Studio album by Shiri Maimon
- Released: 10 January 2008
- Recorded: 2006–2007
- Genres: Pop, R&B, soul
- Length: 44:39
- Label: Helicon Records

Shiri Maimon chronology
| Shiri Maimon (2005) | Rega Lifney She... ...רגע לפני ש (2008) | Standing On My Own (2008) |

Singles from Rega Lifney She...
- "Yoter T'ov Lisloakh"; "Kshehalakhta"; "Tohavi Qtzat Et Atzmekh"; "VeRatziti SheTed'y";

= Rega Lifney She... =

Rega Lifney She... (Hebrew: ...רגע לפני ש, meaning "Just before…") is the second studio album by Israeli singer Shiri Maimon, which was released in January 2008, by Helicon Records. It combines pop and R&B styles.

Shiri's first single out of her second album, was released in December 2007, entitled "Yoter T'ov Lisloakh".

== Track listing ==
1. "Ze Lo Ma SheHevt'ikhu Li" (That's Not What I Was Promised)
2. "Shvi LeRega" (Sit Down For a Moment)
3. "Yoter T'ov Lisloakh" (Better To Forgive)
4. "Bu'a" (Bubble)
5. "VeRatziti SheTed'y" (And I Wanted You To Know)
6. "Laila" (Night)
7. "Kshehalakhta" (When You Walked Away)
8. "Tohavi Qtzat Et Atzmekh" (Love Yourself a Little Bit)
9. "Mamshikha MiKan" (Moving On from Here)
10. "Bokheret Bi" (Choosing Myself)
11. "Rega Lifney She..." (Just Before...)
12. "Ze Lo Ma SheHevt'ikhu Li" [N.Y Version]
13. "Shvi LeRega" [N.Y Version]

==Singles==

===Yoter T'ov Lisloakh===

"Yoter T'ov Lisloakh" (Hebrew: יותר טוב לסלוח, meaning: "Better To Forgive") is the first single by Shiri Maimon and was released on December 10, 2007.

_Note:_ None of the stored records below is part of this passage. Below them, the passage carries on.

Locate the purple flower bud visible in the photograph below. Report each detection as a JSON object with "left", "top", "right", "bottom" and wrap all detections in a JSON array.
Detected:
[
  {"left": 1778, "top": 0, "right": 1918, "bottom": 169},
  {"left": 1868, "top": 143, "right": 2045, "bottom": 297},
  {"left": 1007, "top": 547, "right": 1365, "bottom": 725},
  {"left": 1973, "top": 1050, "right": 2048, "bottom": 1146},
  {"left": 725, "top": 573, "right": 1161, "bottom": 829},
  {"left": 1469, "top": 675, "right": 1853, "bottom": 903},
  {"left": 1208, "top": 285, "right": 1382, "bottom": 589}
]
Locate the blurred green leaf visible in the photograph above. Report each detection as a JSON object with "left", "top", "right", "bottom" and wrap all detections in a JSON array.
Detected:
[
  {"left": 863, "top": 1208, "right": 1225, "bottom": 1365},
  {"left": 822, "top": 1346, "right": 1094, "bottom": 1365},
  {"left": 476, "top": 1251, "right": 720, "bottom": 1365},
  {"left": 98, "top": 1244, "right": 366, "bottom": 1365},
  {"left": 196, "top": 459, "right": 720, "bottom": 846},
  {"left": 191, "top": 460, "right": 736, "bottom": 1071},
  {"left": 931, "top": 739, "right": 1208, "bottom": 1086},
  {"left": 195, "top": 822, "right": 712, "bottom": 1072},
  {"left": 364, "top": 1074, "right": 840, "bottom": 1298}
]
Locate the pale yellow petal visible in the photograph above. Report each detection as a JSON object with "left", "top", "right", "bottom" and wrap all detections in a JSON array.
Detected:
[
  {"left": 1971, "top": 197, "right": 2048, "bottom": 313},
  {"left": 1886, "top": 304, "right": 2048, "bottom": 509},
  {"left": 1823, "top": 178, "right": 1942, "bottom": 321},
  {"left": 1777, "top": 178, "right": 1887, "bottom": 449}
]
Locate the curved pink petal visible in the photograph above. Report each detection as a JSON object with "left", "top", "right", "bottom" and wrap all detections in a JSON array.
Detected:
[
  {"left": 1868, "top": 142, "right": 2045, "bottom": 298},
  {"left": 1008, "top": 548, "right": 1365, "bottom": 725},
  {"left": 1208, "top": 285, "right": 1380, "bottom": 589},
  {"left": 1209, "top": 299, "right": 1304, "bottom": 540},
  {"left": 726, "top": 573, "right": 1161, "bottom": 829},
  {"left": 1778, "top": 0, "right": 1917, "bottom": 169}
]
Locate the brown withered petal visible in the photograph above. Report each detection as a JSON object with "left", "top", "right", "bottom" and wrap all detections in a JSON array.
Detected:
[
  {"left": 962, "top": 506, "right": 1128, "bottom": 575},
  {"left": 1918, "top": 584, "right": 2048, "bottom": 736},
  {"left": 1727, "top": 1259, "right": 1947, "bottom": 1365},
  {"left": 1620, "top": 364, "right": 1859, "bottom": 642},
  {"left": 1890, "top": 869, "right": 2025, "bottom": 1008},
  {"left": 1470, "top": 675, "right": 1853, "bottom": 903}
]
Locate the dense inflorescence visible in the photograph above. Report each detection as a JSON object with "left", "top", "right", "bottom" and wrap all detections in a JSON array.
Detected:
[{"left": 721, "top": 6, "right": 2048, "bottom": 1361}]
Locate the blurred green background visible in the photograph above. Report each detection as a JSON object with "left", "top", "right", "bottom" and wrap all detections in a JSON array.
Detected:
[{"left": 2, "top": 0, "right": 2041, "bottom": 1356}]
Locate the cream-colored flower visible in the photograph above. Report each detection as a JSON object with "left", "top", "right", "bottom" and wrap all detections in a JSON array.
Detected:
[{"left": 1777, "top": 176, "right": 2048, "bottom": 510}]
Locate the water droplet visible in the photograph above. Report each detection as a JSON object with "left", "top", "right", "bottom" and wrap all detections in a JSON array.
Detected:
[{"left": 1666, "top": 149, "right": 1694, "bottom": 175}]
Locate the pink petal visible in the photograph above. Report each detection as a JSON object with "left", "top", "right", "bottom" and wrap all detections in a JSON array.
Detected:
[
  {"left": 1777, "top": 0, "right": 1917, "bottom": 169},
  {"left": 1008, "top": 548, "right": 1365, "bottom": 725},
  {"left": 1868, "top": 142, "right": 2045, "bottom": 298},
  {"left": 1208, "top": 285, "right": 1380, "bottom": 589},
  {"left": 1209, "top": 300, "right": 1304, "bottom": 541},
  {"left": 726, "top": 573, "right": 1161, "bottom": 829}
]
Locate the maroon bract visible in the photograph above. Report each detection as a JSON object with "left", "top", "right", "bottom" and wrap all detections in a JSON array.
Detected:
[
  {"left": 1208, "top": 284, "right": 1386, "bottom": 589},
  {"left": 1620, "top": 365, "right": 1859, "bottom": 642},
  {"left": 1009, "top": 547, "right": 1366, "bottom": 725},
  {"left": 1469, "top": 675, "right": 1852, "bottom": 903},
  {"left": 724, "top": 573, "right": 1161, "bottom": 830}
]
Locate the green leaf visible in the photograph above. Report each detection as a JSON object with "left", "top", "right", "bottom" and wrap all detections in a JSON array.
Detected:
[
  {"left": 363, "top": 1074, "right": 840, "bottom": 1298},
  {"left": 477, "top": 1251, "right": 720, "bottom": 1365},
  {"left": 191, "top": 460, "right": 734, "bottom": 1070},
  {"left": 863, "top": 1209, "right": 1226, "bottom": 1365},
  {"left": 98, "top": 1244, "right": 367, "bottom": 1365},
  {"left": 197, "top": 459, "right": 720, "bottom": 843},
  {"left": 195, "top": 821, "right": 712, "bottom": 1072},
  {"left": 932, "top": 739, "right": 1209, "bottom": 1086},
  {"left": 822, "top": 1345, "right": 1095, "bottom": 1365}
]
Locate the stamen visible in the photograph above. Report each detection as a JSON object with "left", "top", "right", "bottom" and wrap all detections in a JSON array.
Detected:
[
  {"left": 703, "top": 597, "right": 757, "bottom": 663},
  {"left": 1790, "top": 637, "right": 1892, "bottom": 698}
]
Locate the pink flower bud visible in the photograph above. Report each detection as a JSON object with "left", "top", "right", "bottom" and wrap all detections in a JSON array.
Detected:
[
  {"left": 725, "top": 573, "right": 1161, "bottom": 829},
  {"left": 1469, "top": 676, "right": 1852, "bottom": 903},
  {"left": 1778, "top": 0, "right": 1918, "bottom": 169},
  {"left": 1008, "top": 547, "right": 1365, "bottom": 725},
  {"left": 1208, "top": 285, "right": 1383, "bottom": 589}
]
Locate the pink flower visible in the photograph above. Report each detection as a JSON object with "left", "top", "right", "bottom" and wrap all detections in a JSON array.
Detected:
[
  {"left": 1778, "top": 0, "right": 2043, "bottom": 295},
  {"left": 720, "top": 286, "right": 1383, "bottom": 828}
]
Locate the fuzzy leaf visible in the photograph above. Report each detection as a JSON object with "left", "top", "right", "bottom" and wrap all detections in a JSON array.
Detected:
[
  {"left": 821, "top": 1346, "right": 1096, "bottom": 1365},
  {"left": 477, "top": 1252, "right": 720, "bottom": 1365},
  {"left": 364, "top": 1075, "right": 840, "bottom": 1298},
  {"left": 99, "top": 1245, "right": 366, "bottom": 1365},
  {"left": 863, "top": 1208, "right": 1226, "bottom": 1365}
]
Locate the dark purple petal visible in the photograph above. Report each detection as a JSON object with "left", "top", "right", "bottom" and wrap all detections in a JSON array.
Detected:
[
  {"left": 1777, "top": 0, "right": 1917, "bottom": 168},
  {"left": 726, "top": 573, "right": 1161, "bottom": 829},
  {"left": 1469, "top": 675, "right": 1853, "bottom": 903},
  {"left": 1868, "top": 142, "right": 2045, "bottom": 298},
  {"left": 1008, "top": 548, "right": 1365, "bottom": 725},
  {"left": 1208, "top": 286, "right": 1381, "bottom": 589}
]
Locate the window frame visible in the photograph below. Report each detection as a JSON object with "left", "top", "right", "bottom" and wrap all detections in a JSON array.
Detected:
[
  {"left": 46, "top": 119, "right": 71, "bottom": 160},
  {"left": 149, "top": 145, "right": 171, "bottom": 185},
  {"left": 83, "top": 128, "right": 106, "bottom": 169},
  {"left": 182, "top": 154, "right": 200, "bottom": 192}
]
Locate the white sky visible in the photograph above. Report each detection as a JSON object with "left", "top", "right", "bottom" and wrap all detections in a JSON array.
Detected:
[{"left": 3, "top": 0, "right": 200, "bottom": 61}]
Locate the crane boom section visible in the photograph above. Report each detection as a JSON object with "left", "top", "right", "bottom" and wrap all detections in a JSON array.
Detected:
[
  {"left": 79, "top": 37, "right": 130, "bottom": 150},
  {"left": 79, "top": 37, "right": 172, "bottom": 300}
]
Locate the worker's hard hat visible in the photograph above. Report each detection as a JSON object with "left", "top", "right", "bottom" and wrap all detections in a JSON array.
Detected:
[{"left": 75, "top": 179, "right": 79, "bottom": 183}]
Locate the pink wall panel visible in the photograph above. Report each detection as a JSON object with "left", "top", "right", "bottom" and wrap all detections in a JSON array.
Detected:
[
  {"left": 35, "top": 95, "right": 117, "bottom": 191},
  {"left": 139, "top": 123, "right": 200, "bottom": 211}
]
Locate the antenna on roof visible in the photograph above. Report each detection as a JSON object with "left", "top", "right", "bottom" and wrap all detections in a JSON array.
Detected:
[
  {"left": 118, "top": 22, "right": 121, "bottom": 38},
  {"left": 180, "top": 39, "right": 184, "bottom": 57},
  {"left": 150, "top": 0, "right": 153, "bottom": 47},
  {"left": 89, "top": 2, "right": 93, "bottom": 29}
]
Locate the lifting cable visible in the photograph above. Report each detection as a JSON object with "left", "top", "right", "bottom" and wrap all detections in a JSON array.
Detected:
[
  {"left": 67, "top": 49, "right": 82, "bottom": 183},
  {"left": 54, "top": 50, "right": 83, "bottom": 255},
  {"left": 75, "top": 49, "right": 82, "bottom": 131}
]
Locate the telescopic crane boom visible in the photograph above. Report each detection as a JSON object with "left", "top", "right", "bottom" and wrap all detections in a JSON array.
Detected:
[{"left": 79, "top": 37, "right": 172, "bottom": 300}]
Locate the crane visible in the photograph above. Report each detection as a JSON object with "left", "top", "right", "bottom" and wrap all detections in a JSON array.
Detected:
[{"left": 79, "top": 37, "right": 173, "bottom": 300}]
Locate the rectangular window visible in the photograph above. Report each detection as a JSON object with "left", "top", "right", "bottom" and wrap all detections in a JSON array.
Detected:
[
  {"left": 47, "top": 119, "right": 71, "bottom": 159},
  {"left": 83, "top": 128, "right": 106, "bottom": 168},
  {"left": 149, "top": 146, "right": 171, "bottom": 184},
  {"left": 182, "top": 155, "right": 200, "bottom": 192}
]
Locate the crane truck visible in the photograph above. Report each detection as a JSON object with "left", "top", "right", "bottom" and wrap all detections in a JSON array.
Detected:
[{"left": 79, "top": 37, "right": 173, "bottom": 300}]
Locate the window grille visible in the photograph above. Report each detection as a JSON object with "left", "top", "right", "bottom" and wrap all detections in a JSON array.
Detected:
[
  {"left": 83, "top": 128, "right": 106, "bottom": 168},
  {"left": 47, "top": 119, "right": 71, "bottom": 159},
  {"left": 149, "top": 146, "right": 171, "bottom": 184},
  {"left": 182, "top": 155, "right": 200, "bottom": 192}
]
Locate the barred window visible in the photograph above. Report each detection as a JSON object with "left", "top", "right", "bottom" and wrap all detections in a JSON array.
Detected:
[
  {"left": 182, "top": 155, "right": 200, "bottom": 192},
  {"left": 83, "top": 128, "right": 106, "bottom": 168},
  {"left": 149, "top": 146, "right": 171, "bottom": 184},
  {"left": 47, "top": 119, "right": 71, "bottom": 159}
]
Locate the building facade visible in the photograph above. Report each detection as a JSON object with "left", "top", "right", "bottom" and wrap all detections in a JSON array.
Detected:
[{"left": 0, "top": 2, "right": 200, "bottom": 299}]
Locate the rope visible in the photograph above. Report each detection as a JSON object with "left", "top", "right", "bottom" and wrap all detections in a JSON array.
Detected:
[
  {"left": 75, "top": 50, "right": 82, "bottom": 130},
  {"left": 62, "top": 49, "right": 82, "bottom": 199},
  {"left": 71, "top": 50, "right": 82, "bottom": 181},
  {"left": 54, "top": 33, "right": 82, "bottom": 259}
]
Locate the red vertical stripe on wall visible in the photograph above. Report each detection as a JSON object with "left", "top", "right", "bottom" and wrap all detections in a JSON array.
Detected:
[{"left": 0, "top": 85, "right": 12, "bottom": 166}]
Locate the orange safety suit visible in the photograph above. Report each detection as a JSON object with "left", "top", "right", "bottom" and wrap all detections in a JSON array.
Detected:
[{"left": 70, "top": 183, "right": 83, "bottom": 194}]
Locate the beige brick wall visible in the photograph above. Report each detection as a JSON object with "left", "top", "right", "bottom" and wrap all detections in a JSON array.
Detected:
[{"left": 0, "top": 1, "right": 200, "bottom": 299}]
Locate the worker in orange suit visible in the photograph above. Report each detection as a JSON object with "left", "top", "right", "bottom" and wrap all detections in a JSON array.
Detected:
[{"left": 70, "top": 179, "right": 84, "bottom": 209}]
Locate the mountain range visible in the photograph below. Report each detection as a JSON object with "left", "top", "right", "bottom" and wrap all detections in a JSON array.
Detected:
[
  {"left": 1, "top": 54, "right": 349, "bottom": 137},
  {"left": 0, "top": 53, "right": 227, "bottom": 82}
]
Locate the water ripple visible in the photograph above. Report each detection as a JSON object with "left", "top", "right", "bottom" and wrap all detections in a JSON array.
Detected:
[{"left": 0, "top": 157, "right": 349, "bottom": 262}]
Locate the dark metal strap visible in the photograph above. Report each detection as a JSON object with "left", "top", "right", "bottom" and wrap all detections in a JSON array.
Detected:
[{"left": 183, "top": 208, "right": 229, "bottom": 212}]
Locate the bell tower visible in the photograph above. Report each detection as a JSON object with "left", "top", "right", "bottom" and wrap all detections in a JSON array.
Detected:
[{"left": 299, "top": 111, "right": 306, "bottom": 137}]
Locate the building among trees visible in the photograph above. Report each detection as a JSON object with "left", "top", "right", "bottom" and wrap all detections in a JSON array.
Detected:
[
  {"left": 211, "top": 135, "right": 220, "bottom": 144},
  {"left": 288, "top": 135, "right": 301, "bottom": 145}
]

The song was described by The Jerusalem Post as "an instant hit". It hit #1 in the weekly music charts of Israeli radio stations Galgalatz, Radio Darom, Radio Lev HaMedinah, Radio Haifa, Radio Tzafon Lelo Hafsaka and Radio Yerushalaim. It was #2 in Reshet Gimmel and Radio Emtsa HaDerekh.

The song was #39 in the yearly chart of the Israeli Radio station Reshet Gimmel. This is the only radio station that this song was in its yearly chart.